After performing any refrigerant recovery or recycling operation, always replenish the refrigerant system with the same amount of the recommended refrigerant oil as was removed. Too little refrigerant oil can cause compressor damage, and too much can reduce air conditioning system performance.

PAG refrigerant oil is much more hygroscopic than mineral oil, and will absorb any moisture it comes into contact with, even moisture in the air. The PAG oil container should always be kept tightly capped until it is ready to be used. After use, recap the oil container immediately to prevent moisture contamination.

SUCTION LINE
The suction line is the large line that connects to the expansion valve and goes to the compressor. It also has a small line that goes to the filter/drier. The suction line uses a gasket on the expansion valve side and rubber O-rings on all other connections.

There are no serviceable parts on the suction line other than the rubber O-rings and expansion valve gasket. If the line is found to be leaking or is damaged it must be replaced as an assembly.

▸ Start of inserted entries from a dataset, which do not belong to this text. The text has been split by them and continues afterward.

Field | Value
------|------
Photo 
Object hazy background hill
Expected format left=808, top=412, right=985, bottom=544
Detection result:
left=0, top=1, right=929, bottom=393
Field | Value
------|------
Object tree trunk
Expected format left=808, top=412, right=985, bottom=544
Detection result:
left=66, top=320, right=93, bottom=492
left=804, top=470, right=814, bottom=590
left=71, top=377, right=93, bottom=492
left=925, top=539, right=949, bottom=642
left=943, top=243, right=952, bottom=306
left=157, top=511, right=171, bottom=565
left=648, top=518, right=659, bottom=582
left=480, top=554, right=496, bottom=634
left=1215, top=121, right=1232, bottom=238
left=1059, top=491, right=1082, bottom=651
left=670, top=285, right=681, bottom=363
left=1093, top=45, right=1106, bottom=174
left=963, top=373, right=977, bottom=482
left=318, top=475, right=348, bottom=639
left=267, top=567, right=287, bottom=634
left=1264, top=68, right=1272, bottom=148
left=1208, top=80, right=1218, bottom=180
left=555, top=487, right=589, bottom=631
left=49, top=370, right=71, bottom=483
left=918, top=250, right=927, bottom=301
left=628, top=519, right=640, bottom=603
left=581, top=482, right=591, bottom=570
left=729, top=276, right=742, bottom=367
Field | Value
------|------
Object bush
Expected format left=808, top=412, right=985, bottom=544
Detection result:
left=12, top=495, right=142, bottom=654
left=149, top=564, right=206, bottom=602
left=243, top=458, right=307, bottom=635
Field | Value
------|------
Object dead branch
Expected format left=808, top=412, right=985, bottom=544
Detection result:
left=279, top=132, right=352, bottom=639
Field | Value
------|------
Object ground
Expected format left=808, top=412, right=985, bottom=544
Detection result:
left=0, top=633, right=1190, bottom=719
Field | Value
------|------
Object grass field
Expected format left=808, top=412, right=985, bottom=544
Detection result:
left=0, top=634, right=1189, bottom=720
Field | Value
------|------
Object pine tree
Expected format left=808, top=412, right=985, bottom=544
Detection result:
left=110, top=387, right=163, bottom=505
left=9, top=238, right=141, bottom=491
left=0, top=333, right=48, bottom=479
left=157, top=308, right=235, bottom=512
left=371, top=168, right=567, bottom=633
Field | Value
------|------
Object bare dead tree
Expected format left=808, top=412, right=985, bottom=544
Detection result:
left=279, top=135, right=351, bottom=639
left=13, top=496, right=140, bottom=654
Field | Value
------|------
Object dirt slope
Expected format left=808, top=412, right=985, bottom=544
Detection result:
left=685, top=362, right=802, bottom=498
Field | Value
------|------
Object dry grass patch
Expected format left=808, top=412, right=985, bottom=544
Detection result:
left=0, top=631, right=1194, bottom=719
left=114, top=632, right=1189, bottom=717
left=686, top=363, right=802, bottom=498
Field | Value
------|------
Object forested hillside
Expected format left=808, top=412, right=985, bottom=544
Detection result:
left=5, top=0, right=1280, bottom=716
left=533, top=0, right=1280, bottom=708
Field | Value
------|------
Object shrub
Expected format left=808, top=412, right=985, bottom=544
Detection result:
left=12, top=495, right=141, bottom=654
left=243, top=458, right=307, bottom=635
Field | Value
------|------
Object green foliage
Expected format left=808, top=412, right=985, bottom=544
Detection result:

The refrigerant lines used for this vehicle are common between the two optional engines in order to reduce complexity The following refrigerant lines are available for service replacement on this vehicle:

Fig.33 A/C Refrigerant Lines - Compressor:

- Discharge line - The discharge line is a flexible hose type line that is connected from the discharge port of the compressor to the inlet (upper fitting) of the condenser. It has no serviceable parts except the rubber O-ring seals used on the fittings at each end of the line. If the discharge line is damaged or faulty, it must be replaced.
- Liquid line - The liquid line is a flexible hose type line that is connected between the outlet (lower fitting) of the condenser and the mid-line connector block of the suction and liquid line assembly. The liquid line also contains the variable orifice valve. It has no serviceable parts except the rubber O-ring seals used on the fittings at each end of the line. If the liquid line or the variable orifice valve are damaged or faulty, the liquid line unit must be replaced.
- Suction line - The suction line is a flexible hose type line that is connected between the mid-line connector block of the suction and liquid line assembly and the suction port of the compressor. It has no serviceable parts except the rubber O-ring seals used on the fittings at each end of the line. If the suction line is damaged or faulty it must be replaced.

Fig.34 A/C Service Ports:

- Suction and liquid line assembly - The suction and liquid line assembly is a formed tubing type line assembly that includes the mid-line connector block, a connector block for the evaporator, inlet and outlet line fittings for the accumulator and both A/C service ports. The A/C service port caps, the A/C service port valve cores, the gasket used to seal the connector block at the evaporator and the rubber O-ring seals for the line fittings at the accumulator are all available for service replacement. If any other part of the suction and liquid line assembly is damaged or faulty the assembly must be replaced.

High pressures are produced in the refrigerant system when the air conditioning compressor is operating. Extreme care must be exercised to make sure that each of the refrigerant line connections is pressure-tight and leak free. It is a good practice to inspect all flexible hose refrigerant lines at least once a year to make sure they are in good condition and properly routed.

CONDENSATION DRAIN TUBE
Condensation that accumulates in the evaporator housing is drained by a tube through the dash and on to the ground. This tube must be kept open to prevent condensate water from collecting in the bottom of the housing.

The tapered end of the drain tube is designed to keep contaminants from entering the heater A/C unit housing. If the tube is pinched or blocked, condensate cannot drain, causing water to back up and spill into the passenger compartment. It is normal to see condensate drainage below the vehicle. If the tube is damaged, it should be replaced.

Fig.39 A/C Service Port Valves:

SERVICE PORT VALVE CORE
A/C Service Port Valve Cores
The A/C service port valve cores are serviceable items. The high side valve is located on the filter-drier, and the low side valve is situated on the suction line, near the washer fluid reservoir filler.